Ходячий секс
28 июня 2023 г. в 21:24
Есть что-то невероятно сексуальное, когда мышцы встречаются с мозгами.
И Майлз Г. Моралес стоит без рубашки, весь жилистый и накаченный в свете умопомрачительного заката, падающего из окна. На улицах Нью-Йорка девяносто шесть градусов по Фаренгейту и под ногами плавится асфальт, не хватает ни открытых настежь окон, ни слабо дующего вентилятора — казалось, от жары не спасет ни мороженое, ни холодная вода… конечно, думает Гвен, когда такой секс стоит рядом — ты расплавишься от одного взгляда на него.
Майлз всецело поглощен изучением: она своровала очередную наработку у Отто Октавиуса, и, по мнению Майлза, ее часть или даже вся могла помочь в вопросе перемещения между вселенными, которым он загорелся после встречи с другим собой пару дней назад, — и не замечал (или делал вид), как Гвен Стейси, пытливая и любознательная, следовала за ним.

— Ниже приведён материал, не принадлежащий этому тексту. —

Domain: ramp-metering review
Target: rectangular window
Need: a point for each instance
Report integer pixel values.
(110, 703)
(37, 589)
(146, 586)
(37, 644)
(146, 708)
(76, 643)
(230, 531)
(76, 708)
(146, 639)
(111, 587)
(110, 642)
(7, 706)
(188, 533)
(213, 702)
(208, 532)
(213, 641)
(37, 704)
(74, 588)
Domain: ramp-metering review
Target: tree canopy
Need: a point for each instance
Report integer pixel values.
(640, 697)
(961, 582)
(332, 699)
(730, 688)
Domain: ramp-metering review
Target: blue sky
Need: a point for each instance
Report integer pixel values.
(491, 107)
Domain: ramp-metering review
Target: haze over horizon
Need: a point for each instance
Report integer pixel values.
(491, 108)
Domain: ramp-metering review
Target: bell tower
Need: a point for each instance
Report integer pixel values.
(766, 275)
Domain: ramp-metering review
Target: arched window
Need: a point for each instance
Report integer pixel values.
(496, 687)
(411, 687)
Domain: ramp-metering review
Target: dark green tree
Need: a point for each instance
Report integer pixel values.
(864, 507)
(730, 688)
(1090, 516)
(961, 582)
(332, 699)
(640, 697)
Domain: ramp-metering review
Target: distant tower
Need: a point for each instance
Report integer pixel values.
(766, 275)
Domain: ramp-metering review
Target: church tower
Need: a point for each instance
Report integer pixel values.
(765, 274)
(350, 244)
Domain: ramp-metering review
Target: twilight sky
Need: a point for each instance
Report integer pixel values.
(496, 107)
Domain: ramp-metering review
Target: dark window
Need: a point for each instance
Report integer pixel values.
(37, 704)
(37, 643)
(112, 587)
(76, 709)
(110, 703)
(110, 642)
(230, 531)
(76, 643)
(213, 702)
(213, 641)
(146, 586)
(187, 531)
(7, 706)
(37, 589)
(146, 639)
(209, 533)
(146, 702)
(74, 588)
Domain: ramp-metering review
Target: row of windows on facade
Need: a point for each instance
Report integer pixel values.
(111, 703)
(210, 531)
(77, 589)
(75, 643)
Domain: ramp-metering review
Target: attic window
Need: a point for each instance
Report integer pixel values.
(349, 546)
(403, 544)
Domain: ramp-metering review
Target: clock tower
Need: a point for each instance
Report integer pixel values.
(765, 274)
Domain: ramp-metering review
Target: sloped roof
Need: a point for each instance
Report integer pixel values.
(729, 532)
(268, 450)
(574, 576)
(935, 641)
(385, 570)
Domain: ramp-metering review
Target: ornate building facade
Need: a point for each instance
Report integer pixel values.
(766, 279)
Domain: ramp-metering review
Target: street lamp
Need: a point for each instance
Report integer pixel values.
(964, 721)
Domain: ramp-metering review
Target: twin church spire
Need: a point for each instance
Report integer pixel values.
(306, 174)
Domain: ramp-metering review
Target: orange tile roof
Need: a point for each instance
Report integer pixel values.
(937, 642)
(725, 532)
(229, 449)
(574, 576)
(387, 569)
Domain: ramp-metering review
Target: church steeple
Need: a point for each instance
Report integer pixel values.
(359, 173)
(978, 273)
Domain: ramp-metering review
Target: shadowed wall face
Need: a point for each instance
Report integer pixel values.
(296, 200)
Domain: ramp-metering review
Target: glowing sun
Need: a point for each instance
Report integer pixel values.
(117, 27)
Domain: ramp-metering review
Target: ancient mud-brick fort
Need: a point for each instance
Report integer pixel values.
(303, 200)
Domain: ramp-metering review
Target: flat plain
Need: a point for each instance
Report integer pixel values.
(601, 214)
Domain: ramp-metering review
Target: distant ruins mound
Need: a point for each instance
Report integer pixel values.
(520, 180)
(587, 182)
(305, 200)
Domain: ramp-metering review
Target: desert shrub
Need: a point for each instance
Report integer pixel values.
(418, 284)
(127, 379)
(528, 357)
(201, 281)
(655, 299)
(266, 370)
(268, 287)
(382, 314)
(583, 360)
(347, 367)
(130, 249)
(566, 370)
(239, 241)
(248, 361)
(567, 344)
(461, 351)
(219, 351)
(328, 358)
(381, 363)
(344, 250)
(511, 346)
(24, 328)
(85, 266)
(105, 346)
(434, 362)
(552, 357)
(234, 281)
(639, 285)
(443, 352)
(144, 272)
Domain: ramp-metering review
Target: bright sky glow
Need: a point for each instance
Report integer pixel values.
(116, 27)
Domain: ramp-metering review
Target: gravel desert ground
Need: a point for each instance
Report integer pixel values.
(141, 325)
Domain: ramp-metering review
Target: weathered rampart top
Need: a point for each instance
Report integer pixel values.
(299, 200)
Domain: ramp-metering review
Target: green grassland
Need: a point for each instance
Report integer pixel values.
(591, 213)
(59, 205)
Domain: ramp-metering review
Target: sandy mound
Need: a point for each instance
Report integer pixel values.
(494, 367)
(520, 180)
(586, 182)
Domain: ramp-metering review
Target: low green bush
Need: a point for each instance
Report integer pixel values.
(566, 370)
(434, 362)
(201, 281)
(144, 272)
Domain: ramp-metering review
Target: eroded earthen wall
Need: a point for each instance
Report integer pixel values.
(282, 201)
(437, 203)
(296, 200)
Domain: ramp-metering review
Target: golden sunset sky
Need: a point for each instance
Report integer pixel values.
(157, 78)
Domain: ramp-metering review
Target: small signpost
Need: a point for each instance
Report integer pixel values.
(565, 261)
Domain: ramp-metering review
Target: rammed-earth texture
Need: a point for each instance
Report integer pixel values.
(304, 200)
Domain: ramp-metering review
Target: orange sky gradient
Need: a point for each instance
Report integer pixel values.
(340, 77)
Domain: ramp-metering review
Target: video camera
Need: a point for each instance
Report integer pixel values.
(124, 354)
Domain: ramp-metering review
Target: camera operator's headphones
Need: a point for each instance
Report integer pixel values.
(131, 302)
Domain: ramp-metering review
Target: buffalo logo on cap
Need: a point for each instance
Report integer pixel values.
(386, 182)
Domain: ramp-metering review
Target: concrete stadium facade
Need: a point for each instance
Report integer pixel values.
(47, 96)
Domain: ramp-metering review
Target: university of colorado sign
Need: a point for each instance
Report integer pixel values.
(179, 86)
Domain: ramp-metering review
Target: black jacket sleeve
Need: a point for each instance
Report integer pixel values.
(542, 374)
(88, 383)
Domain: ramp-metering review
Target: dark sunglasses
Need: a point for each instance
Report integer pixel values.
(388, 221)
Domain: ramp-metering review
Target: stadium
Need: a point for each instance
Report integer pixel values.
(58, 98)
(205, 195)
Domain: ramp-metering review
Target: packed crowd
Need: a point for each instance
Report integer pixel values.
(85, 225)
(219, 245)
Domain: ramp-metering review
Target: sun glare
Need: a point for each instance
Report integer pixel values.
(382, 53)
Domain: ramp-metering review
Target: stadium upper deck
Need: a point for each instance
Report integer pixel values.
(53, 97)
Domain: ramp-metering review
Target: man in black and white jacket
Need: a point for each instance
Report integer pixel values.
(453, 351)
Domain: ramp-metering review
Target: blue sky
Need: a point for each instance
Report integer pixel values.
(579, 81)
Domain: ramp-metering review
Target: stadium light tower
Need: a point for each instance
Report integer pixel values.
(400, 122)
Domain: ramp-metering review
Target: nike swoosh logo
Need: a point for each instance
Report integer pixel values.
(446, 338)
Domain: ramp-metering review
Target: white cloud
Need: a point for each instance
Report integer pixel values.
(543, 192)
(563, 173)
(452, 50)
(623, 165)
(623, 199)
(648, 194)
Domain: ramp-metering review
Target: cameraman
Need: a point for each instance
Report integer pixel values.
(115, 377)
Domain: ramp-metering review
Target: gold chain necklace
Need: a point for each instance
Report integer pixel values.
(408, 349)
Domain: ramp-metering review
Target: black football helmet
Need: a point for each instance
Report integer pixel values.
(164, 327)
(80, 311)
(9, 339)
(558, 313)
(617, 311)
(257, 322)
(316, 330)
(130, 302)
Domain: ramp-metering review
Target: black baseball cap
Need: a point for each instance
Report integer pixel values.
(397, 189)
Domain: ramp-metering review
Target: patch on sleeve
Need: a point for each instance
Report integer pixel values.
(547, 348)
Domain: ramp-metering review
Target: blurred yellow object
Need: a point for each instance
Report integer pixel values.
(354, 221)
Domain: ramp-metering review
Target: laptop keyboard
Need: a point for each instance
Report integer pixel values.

По стенам и нерабочим трубам из комнаты в комнату по заброшенному заводу, играющему роль их убежища и небольшой лаборатории, — она скользила с помощью симбиота практически бесшумно, держалась на расстоянии. Безмолвно, Гвен наблюдала за тем, как он напрягался — может, реагировал и пытался отстраниться от нее, а может, вопросы, вертящиеся у него в голове, были настолько сложны и серьезны, что ей даже близко не понять; Майлз хмурился и что-то писал в блокноте — массе различных блокнотов, по одному на каждую, безумную и не очень, теорию, которую он обязательно попробует, — переключаясь между ними так легко и свободно, словно думал обо всем на свете сразу.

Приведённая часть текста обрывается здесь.